The contract between the consortium and Azerbaijan's state railways company was signed by Mr. Pavlov, who at the time was director of sales and business development for Bombardier Transportation (Signal) Ltd., the Russian arm of Bombardier Transportation, as well as the head of the company's Azerbaijan office. Most recently, he worked as head of sales for the northern region at Bombardier Transportation Sweden.

The other two Bombardier Transportation Sweden employees, who have not yet been formally named, were released after questioning by the National Anti-Corruption Unit while the investigation proceeds. Both are Swedish citizens.

Internal Bombardier e-mails made public in Swedish court earlier this year suggest that Mr. Pavlov was working closely with someone at the state-owned Azerbaijan Railways to make sure Bombardier's consortium won the bid. Mr. Pavlov's e-mails also suggest that forming a joint venture, or JV, with Trans-Signal-Rabita was the idea of someone on the Azerbaijani government's side.

"It was suggested by AZ to have a JV with local Azerbaijanian company (TransSignal)," Mr.
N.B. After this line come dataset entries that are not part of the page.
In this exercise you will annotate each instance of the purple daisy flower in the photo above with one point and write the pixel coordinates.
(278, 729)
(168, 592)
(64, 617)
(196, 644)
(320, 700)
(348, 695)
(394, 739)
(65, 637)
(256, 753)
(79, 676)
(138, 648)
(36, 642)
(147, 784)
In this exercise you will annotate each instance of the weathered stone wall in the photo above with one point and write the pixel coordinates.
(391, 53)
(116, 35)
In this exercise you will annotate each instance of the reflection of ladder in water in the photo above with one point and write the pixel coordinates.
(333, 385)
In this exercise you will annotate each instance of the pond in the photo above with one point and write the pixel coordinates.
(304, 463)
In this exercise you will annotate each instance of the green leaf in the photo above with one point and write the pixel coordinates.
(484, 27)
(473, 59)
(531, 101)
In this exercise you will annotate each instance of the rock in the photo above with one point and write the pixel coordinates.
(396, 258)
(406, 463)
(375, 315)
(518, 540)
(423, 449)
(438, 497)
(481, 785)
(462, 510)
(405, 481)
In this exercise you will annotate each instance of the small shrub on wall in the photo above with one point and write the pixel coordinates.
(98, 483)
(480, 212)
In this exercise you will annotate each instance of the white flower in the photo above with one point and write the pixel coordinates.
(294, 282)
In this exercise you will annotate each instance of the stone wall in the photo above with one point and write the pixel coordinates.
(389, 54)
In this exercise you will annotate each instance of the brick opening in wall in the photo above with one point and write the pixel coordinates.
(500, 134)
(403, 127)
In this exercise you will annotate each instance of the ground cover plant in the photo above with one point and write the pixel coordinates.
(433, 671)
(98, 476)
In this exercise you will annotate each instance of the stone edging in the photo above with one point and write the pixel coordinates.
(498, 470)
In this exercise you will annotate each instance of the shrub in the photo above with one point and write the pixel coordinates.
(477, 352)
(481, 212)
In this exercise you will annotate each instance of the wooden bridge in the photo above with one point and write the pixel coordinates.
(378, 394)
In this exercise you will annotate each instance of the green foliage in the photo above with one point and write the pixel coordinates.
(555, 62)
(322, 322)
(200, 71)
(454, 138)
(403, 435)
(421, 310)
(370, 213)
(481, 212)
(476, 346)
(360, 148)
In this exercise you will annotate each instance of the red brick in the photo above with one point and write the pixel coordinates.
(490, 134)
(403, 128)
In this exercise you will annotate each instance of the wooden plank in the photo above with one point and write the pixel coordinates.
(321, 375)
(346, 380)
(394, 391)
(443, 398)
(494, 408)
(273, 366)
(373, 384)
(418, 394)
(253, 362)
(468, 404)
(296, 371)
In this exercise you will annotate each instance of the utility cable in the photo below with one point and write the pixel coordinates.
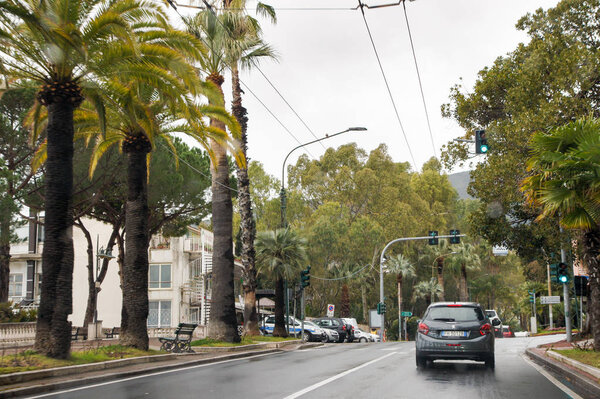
(174, 6)
(419, 78)
(361, 6)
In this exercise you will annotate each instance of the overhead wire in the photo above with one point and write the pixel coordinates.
(412, 46)
(361, 6)
(174, 6)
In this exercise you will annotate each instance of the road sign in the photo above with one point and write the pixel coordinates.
(330, 309)
(548, 300)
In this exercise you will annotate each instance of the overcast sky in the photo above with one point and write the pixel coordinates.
(328, 72)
Pavlov wrote in December, 2012, to two colleagues whose names were redacted by Swedish prosecutors.

In the e-mails entered into the Stockholm court, Mr. Pavlov repeatedly used AZ as shorthand for Azerbaijan, AZD for Azerbaijan Railways, and BT for Bombardier Transportation.

"The partners such as AZD want to keep all this activities in secret. So, we need to keep it in the top-secret inside of BT," he wrote in the same 2012 e-mail.
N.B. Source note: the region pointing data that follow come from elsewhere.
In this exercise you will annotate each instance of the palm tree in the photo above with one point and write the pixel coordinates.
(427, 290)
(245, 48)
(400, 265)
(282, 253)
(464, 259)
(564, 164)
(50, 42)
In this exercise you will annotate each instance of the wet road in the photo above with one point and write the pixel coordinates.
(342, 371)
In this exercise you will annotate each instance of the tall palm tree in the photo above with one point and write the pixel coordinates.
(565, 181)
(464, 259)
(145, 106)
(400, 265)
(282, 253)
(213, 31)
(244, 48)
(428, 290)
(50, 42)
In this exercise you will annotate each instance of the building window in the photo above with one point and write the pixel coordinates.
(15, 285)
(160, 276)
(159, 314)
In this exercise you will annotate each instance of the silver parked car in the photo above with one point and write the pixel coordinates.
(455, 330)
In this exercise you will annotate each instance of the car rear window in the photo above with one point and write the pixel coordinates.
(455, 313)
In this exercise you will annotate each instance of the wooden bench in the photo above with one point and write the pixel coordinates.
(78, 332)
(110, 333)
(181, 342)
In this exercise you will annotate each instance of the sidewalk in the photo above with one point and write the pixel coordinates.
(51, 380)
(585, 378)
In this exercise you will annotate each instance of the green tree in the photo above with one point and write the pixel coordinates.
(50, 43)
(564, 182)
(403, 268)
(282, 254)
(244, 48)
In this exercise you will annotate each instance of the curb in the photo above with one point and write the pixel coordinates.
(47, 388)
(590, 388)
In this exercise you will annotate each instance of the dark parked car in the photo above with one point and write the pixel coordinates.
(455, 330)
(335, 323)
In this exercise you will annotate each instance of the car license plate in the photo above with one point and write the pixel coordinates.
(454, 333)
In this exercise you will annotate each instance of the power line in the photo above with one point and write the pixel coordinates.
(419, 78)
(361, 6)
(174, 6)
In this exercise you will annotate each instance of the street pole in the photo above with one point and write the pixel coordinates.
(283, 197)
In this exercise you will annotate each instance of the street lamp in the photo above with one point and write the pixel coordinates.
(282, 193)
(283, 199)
Other internal Bombardier e-mails submitted to court by the Swedish prosecution show there was concern within the company about whether Trans-Signal-Rabita and the newly formed consortium met the World Bank's requirements for winning the contract, particularly since the Azeri company was slow in providing its financial statements to Bombardier.

"We need to understand whether Transsignal is the right partner to team up with, and if not, we need to have time to find another appropriate partner," says a February, 2013, e-mail sent by someone in the contracts and legal affairs team of Bombardier's Rail Control Solutions division.
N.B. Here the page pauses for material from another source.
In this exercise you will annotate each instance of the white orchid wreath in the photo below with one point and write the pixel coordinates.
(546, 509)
Nonetheless, the bid proceeded three months later, and the consortium signed its contract with Azerbaijan Railways in September, 2013. In a news release at the time, Mr. Cedervall said the deal "reflects our commitment to provide our state-of-the art technology to Azerbaijan and to continue to deliver our signalling solutions to the region through our well-established engineering and manufacturing joint ventures in Moscow."

World Bank auditors have already visited Trans-Signal-Rabita's address in Baku, and are now in the process of auditing the Moscow and Stockholm offices of Bombardier Transportation, the source with knowledge of the investigation said.

The source also said that Multiserv Overseas – which is registered in London, but has a Cyprus-based director, and an ownership structure that has moved between Belize, Panama and the Seychelles since its founding in 2010 – refused to co-operate with the World Bank team.

One Bombardier internal e-mail submitted to the Swedish court described Multiserv Overseas as "a shell with no true trading," with one employee writing that Mr. Pavlov had described Multiserv Overseas to his colleagues as "a vehicle to siphon monies from the public sector into private pockets."